Her lips touch my shoulder, light and steady. “Then I’ll remember this place,” she whispers. “Every part of it. And we’ll make it ours.”

Her words settle in deep. The space doesn’t feel so haunted anymore.

The door groans, slowly shutting behind us. Dust swirls in the dim light that bleeds through the cracked boards. Everything holds still, quiet enough to hear my heartbeat, loud and heavy.

Elle’s hand slips under my jacket. I barely process it.

She’s on me the second the lock clicks. Her fingers in my hair.

Mouth against mine. Urgent and fierce. She doesn’t give me a second to pull away.

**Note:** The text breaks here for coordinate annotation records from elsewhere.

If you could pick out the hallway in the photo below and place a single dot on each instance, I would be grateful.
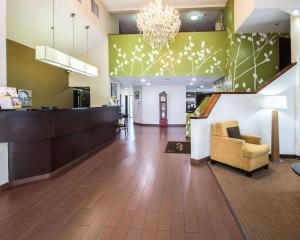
(130, 190)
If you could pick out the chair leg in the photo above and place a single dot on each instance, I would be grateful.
(266, 167)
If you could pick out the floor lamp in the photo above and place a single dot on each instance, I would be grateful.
(275, 103)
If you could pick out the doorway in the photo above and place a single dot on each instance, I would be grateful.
(81, 97)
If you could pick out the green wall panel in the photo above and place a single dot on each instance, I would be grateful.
(191, 54)
(246, 60)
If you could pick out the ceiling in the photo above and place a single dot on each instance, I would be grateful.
(29, 23)
(135, 5)
(206, 82)
(266, 20)
(208, 17)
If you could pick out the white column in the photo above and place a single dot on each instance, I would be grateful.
(3, 80)
(295, 39)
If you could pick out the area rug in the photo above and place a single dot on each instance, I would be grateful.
(178, 147)
(267, 206)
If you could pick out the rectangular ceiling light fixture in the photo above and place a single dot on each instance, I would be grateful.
(59, 59)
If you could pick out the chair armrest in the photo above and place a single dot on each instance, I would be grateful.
(226, 148)
(251, 139)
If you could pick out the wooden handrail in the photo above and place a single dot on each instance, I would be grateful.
(216, 96)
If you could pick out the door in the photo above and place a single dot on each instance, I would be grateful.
(81, 98)
(126, 104)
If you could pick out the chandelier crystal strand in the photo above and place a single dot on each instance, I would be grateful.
(159, 25)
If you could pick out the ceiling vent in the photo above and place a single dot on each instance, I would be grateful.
(95, 8)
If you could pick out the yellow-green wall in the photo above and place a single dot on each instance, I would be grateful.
(49, 84)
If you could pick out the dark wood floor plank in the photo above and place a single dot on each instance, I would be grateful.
(129, 190)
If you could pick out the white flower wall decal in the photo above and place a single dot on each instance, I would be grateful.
(195, 55)
(241, 66)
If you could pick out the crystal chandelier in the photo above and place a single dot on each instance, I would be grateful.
(159, 25)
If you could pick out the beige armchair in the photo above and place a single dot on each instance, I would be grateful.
(247, 153)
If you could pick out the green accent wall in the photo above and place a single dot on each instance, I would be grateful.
(49, 84)
(245, 60)
(191, 54)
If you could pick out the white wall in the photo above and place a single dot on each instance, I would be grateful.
(242, 10)
(3, 43)
(3, 146)
(100, 86)
(146, 111)
(253, 118)
(138, 105)
(295, 37)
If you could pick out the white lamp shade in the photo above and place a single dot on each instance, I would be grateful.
(275, 102)
(59, 59)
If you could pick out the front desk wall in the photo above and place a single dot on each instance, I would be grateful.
(40, 142)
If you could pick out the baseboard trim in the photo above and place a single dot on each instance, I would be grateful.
(287, 156)
(5, 186)
(56, 173)
(195, 162)
(157, 125)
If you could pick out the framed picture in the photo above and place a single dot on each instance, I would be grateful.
(9, 92)
(114, 90)
(6, 103)
(26, 97)
(137, 95)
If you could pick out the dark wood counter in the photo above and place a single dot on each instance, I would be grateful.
(42, 141)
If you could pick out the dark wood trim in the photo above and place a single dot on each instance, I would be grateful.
(286, 69)
(5, 186)
(157, 125)
(57, 173)
(46, 140)
(210, 106)
(25, 181)
(215, 97)
(195, 162)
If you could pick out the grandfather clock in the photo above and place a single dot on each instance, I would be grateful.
(163, 109)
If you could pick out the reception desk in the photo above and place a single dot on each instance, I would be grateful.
(41, 142)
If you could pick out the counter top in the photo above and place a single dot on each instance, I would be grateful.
(41, 142)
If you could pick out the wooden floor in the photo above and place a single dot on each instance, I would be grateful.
(130, 190)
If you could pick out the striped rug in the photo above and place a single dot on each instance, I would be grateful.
(267, 206)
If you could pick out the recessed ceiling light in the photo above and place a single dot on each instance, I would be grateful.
(296, 12)
(195, 17)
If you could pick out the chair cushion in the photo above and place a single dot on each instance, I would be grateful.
(234, 132)
(253, 150)
(220, 129)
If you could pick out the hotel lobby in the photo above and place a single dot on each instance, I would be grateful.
(150, 119)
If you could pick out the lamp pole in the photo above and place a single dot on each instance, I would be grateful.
(275, 155)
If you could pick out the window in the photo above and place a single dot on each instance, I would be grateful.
(95, 8)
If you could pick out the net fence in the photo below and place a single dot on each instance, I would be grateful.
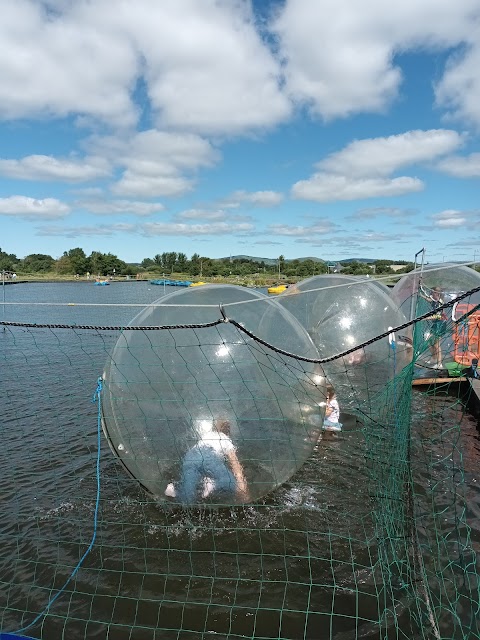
(374, 536)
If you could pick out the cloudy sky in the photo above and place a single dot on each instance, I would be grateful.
(329, 128)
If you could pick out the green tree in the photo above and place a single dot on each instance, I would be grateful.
(73, 261)
(182, 262)
(38, 263)
(8, 261)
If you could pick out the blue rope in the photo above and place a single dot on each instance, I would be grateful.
(96, 396)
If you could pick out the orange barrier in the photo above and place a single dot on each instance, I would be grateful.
(466, 336)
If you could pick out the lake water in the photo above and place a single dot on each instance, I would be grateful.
(302, 563)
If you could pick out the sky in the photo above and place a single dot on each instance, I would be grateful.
(327, 128)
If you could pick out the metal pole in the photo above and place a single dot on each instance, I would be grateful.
(414, 288)
(3, 288)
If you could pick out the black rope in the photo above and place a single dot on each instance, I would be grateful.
(240, 327)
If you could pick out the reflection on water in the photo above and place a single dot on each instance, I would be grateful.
(302, 563)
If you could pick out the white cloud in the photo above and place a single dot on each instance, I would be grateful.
(40, 167)
(339, 54)
(155, 162)
(448, 219)
(255, 198)
(115, 207)
(383, 212)
(201, 214)
(179, 229)
(324, 187)
(379, 157)
(461, 166)
(362, 169)
(459, 89)
(32, 209)
(76, 232)
(320, 228)
(64, 64)
(204, 64)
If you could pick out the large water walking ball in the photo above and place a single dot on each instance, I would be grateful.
(341, 313)
(452, 280)
(210, 414)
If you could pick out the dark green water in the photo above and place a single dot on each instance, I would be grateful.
(302, 563)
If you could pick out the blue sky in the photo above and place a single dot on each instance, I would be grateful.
(332, 128)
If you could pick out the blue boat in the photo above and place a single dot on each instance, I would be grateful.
(172, 283)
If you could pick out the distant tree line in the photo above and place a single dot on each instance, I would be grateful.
(75, 261)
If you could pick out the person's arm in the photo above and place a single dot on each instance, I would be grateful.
(423, 293)
(237, 471)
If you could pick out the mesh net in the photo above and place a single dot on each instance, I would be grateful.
(374, 536)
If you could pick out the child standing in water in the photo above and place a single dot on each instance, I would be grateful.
(332, 412)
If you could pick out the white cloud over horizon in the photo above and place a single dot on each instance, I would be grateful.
(33, 209)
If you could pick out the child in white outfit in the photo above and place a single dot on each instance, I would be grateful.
(332, 412)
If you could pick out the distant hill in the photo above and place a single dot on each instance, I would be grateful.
(268, 260)
(275, 260)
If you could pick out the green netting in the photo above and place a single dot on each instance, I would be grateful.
(375, 536)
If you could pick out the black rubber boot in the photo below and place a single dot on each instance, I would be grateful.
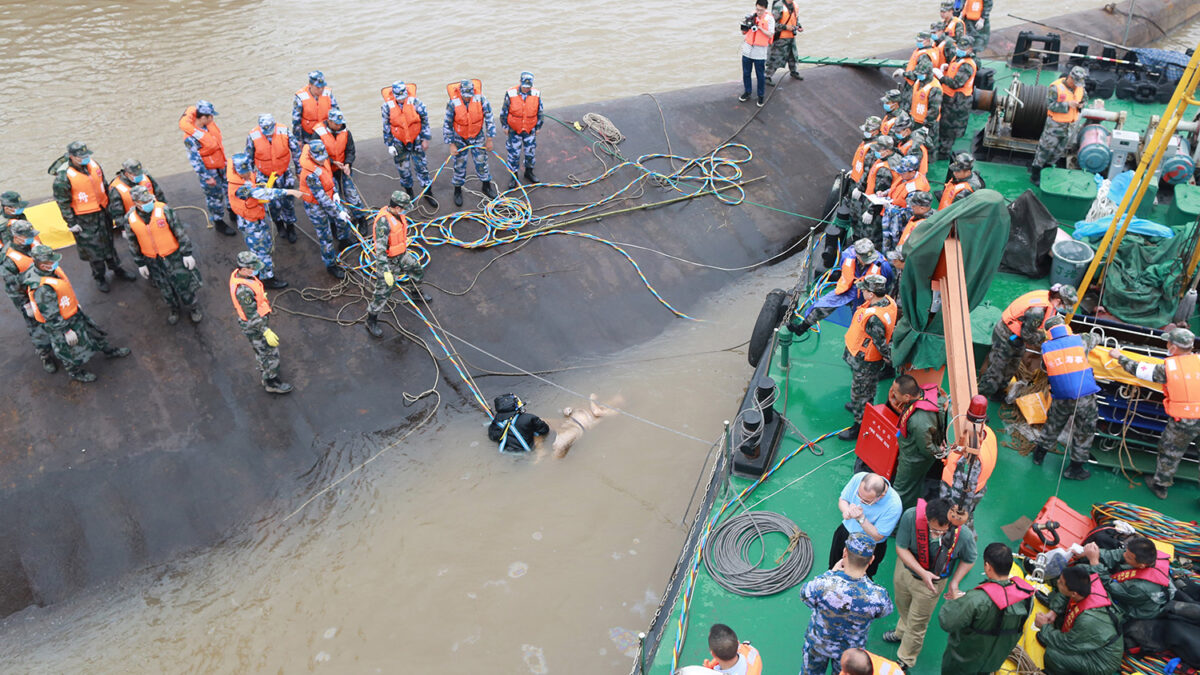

She fists my shirt and tugs hard, grounding herself into me like I might disappear if she doesn’t.

I let her take control. I always will.

I grip her waist and turn her, pressing her against the wall. The boards are rough, the air’s cold. But she’s burning. She’s heat and motion, and I can’t stop chasing her.

“I thought you were going to die,” she whispers shakily against my mouth.

I freeze for a second. She was worried about me. She cares. For some reason, she fucking cares about me. I pull her closer. “I’m not going anywhere,” I growl low. “Unless you tell me to.”

She kisses me harder. Her mouth opens, hungry. I deepen it, one hand running up her spine. She’s here. She wants this. She wants me.

“Sterling,” she breathes when I drag my mouth to her throat. “More. Please.”

Her voice shakes, almost shy. But her body arches into mine, nothing tentative about it. I groan, rough and raw. My hands move under her shirt, brushing the line of her waist, the dip of her back.